Após esta fase, os próximos passos foram estabilizar e melhorar o atendimento aos pacientes no PS, implantar o Sistema Lean na farmácia e almoxarifado, controlar o uso de materiais e medicamentos no PS nas 24 horas, reduzir os estoques e eliminar as faltas materiais e medicamentos no Pronto Socorro através do kanban.

O Hospital e Maternidade Santa Marta era propriedade do SIM – Assistência Médica – operadora de saúde com 70.000 vidas. A situação financeira do hospital e da operadora de saúde melhorou com a implantação Lean no Pronto Socorro e com os diversos Kaizen realizados em vários setores, tanto no hospital como na operadora de saúde ao longo dos anos, tornaram a operadora de saúde e o hospital atraentes financeiramente para o mercado.

A Operadora de Saúde SIM e o Hospital e Maternidade Santa Marta foram vendidos para uma empresa muito maior, com aproximadamente 700.000 vidas.
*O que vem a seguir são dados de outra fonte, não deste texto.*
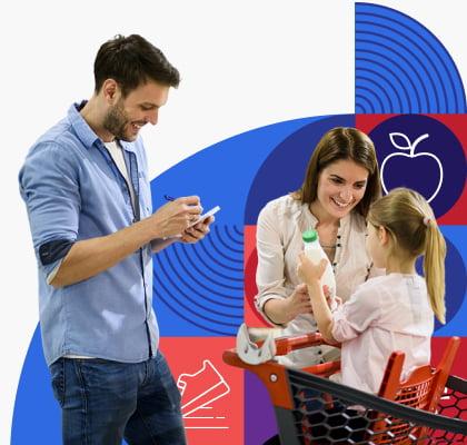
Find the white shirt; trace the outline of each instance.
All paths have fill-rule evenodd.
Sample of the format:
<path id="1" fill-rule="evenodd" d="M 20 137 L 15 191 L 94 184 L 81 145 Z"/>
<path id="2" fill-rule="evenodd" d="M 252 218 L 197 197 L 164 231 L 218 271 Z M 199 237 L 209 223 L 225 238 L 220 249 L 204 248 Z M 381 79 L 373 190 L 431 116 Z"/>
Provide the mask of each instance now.
<path id="1" fill-rule="evenodd" d="M 403 378 L 430 362 L 434 330 L 425 279 L 389 274 L 368 280 L 334 314 L 332 336 L 341 342 L 342 383 L 378 393 L 390 354 L 406 354 Z"/>
<path id="2" fill-rule="evenodd" d="M 256 283 L 258 295 L 256 306 L 264 314 L 264 306 L 271 298 L 287 298 L 295 287 L 301 284 L 297 276 L 298 254 L 304 249 L 301 235 L 315 228 L 317 218 L 308 205 L 302 205 L 291 196 L 282 196 L 269 201 L 260 211 L 257 224 L 258 268 Z M 340 220 L 337 233 L 336 256 L 332 263 L 336 276 L 336 295 L 344 301 L 370 275 L 382 274 L 381 269 L 371 267 L 371 258 L 366 251 L 366 222 L 361 215 L 350 212 Z M 299 335 L 316 332 L 317 325 L 312 315 L 299 315 L 284 329 L 284 335 Z M 280 358 L 287 366 L 305 367 L 321 360 L 335 359 L 329 355 L 329 347 L 299 349 Z"/>
<path id="3" fill-rule="evenodd" d="M 118 169 L 120 170 L 121 175 L 127 181 L 128 189 L 130 190 L 131 202 L 133 204 L 133 208 L 135 208 L 135 205 L 136 205 L 135 190 L 133 190 L 133 186 L 131 184 L 130 177 L 128 175 L 128 169 L 127 169 L 127 164 L 125 162 L 123 151 L 120 145 L 116 140 L 111 142 L 103 142 L 103 145 L 109 150 L 109 154 L 113 159 L 113 162 L 116 162 Z"/>

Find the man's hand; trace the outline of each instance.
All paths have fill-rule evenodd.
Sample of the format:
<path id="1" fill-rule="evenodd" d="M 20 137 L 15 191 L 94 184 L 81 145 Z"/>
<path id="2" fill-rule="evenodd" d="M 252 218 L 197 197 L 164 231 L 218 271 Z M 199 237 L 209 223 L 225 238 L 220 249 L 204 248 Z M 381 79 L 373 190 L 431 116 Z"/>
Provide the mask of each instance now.
<path id="1" fill-rule="evenodd" d="M 167 202 L 149 217 L 155 229 L 153 238 L 182 235 L 188 226 L 199 218 L 201 211 L 202 207 L 197 196 L 187 196 Z"/>
<path id="2" fill-rule="evenodd" d="M 199 221 L 192 227 L 189 227 L 181 234 L 180 241 L 188 243 L 188 244 L 195 244 L 200 241 L 202 238 L 205 238 L 206 235 L 209 234 L 210 229 L 209 226 L 215 221 L 215 217 L 210 216 L 202 221 Z"/>

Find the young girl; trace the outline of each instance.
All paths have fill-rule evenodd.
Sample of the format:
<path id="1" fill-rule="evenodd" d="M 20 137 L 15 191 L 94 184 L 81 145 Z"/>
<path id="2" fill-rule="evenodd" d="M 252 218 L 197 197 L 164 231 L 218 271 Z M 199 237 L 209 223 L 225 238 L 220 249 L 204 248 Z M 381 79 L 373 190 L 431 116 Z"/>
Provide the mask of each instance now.
<path id="1" fill-rule="evenodd" d="M 403 378 L 430 362 L 434 314 L 445 323 L 446 244 L 430 206 L 414 190 L 390 191 L 371 205 L 367 220 L 367 249 L 385 276 L 360 285 L 331 313 L 320 285 L 326 260 L 314 265 L 300 254 L 298 275 L 321 335 L 341 343 L 342 384 L 378 393 L 394 350 L 406 354 Z M 420 255 L 425 278 L 415 268 Z"/>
O interesse da empresa era muito grande na operadora de saúde (carteira do plano) e a empresa compradora absorveu os pacientes do hospital em sua rede de hospitais e desativou o Hospital e Maternidade Santa Marta porque os seus hospitais próprios eram suficientes para atender a demanda de pacientes existente e colocou à venda o prédio do HMSM que se encontrava em excelente localização.

 

Agradecimentos a Gilberto Kosaka, Alcoa Alumínio e Jose Roberto Ferro.

* Mara Ferro. Pós-graduada em Administração Hospitalar pela FGV-SP e Enfermeira pela UFSCar. Foi a coordenadora Lean da implantação do novo Pronto Socorro do Hospital e Maternidade Santa Marta.